= Mary Galvin (Irish academic) =

Irish academic

Mary Galvin is an Irish academic and mental health advocate.

==Scholarship==

Galvin received her doctorate at University College Cork, before going on to work at Trinity College and University College Dublin. She is perhaps best known for her interdisciplinary work on the relationship between technology and mental health, focusing on conditions like dementia.

Galvin has published in journals like Leonardo (The MIT Press) and Digital Scholarship in the Humanities (Oxford University Press).

An open source application that Galvin designed to help elicit and share personal narratives, Digital Story Cubes, received some 10,000 installations on Android. The app was selected as a finalist for the Europeana Design Challenge in 2015.

==Advocacy==

In 2013, Galvin was a finalist in the Higher Education Authority's Making an Impact Competition, in which she discussed the role that consumer technologies can play in supporting individuals suffering from dementia.

She is a member of the board at the Coolmine Therapeutic Community, a registered Irish charity providing treatment for drug and alcohol addictions.
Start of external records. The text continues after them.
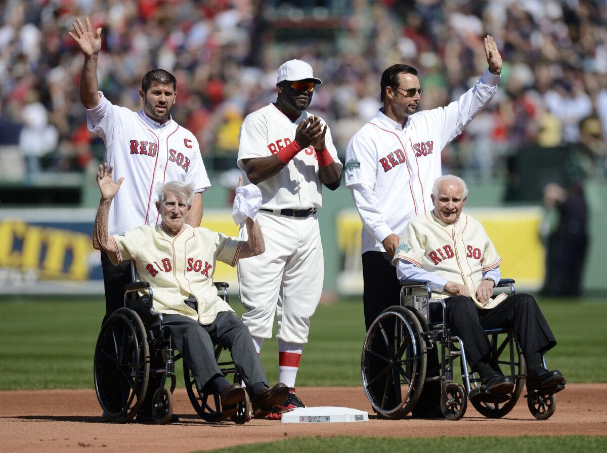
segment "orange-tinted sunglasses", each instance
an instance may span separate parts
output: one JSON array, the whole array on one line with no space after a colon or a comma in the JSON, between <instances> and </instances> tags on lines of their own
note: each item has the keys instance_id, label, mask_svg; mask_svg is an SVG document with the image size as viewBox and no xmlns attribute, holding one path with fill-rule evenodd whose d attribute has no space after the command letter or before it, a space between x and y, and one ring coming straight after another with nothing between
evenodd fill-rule
<instances>
[{"instance_id":1,"label":"orange-tinted sunglasses","mask_svg":"<svg viewBox=\"0 0 607 453\"><path fill-rule=\"evenodd\" d=\"M310 92L314 91L315 86L316 86L316 84L314 82L297 81L291 84L291 88L294 88L296 90L299 90L300 91L309 91Z\"/></svg>"}]
</instances>

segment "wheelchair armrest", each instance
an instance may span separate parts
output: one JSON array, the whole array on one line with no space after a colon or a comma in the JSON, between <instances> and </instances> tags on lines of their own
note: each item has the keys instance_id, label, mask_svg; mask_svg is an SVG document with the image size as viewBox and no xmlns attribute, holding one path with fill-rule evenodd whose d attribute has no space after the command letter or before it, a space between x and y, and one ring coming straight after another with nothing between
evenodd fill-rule
<instances>
[{"instance_id":1,"label":"wheelchair armrest","mask_svg":"<svg viewBox=\"0 0 607 453\"><path fill-rule=\"evenodd\" d=\"M514 284L514 279L512 278L503 278L499 282L497 282L497 285L495 285L496 288L499 288L501 286L507 286L508 285L512 285Z\"/></svg>"},{"instance_id":2,"label":"wheelchair armrest","mask_svg":"<svg viewBox=\"0 0 607 453\"><path fill-rule=\"evenodd\" d=\"M426 286L427 280L401 280L401 286Z\"/></svg>"},{"instance_id":3,"label":"wheelchair armrest","mask_svg":"<svg viewBox=\"0 0 607 453\"><path fill-rule=\"evenodd\" d=\"M133 282L124 285L124 291L138 291L149 287L150 284L148 282Z\"/></svg>"}]
</instances>

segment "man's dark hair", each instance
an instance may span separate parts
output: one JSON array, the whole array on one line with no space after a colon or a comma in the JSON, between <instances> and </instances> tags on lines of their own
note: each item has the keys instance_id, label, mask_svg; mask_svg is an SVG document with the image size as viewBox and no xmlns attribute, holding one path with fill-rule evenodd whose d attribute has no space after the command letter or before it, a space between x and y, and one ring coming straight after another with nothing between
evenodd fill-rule
<instances>
[{"instance_id":1,"label":"man's dark hair","mask_svg":"<svg viewBox=\"0 0 607 453\"><path fill-rule=\"evenodd\" d=\"M146 73L143 76L143 80L141 81L141 90L144 93L148 92L148 90L154 82L161 85L171 84L173 86L173 90L177 90L177 80L175 78L174 75L164 69L154 69Z\"/></svg>"},{"instance_id":2,"label":"man's dark hair","mask_svg":"<svg viewBox=\"0 0 607 453\"><path fill-rule=\"evenodd\" d=\"M384 102L385 97L385 89L388 86L398 86L398 75L401 72L405 74L417 75L417 69L408 64L393 64L381 75L381 94L379 100Z\"/></svg>"}]
</instances>

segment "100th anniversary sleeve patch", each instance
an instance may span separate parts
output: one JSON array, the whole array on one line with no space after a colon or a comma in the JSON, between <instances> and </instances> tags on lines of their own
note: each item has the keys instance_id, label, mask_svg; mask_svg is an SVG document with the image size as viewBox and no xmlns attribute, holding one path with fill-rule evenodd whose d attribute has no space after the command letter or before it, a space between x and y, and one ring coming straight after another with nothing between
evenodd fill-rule
<instances>
[{"instance_id":1,"label":"100th anniversary sleeve patch","mask_svg":"<svg viewBox=\"0 0 607 453\"><path fill-rule=\"evenodd\" d=\"M411 246L409 245L406 242L403 242L402 244L398 245L398 247L396 247L396 250L395 250L394 251L394 254L396 254L397 253L398 253L398 252L401 251L404 251L405 253L406 253L410 250L411 250Z\"/></svg>"}]
</instances>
In a 2017 interview, she outlined her belief that research can be used to bring about positive change in public health: "No experience is the same and what is great is that I get the chance to collect these experiences in the hope of bringing about change in healthcare policies and or how healthcare practitioners can improve their interactions with their patients."

== Personal ==
Galvin is originally from Kilmacthomas, Co. Waterford.